Скандал, основой которого явилась слабость сфинктеров спасающихся граждан, мать вела с владелицей погреба-ямы. Это было ясно с самого начала: кто бы из посторонних, из "рядовых" граждан, посмел бы матери дать приказ: "замолчи"!? Ясное дело, повелевать могла только хозяйка "бункера".

Позволю вольность в рассуждениях: истеричка, "знавшая" о "приборах подслушивания разговоров прячущихся в земляных норах советских граждан", была владелицей вонючей ямы с названием "погреб"

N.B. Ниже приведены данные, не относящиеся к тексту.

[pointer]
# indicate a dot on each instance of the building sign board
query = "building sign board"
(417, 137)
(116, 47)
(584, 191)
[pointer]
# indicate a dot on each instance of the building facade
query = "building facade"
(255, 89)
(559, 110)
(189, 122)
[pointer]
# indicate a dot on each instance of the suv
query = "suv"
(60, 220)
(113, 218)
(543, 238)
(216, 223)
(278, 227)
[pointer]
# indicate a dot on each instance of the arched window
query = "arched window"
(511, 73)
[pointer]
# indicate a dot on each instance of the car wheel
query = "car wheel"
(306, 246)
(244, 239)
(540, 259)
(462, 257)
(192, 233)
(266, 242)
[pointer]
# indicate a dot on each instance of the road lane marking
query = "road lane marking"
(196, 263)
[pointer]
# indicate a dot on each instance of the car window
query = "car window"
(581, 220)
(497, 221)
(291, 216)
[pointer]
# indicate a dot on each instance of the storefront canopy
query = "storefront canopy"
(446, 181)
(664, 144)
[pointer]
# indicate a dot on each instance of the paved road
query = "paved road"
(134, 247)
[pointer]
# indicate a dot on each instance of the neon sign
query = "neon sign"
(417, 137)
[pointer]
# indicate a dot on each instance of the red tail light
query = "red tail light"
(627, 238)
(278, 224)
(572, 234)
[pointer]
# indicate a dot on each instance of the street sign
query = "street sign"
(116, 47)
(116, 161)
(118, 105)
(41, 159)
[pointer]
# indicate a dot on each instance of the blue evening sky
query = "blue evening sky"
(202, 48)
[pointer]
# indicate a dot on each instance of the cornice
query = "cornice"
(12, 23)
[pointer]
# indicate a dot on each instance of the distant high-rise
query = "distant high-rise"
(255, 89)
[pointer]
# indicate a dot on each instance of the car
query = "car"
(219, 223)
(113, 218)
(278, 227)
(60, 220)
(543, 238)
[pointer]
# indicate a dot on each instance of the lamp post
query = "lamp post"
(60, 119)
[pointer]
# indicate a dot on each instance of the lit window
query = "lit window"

Истеричность для женщины — вроде бы всегда было нормой, а в войну — особенно. Но её опасность содержалась не в истеричности, а в сочетании глупости и редкостного вида сволочизма.

Откуда могла знать о "приборах подслушивания" установленных на вражеских бомбардировщиках? Ничего, разумеется, не знала, придумала "на ходу". Врала от страха, от страха и не такое придумать можно!

Для чего пугала других? Тут ответ сложнее: или потому, что была безнадёжной дурой, или большой сволочью с понятной "философией":

— Если мне страшно — трясись и ты!

То, что пыталась заразить страхом взрослых — под вопросом, но что травила сознание детей — это наверняка!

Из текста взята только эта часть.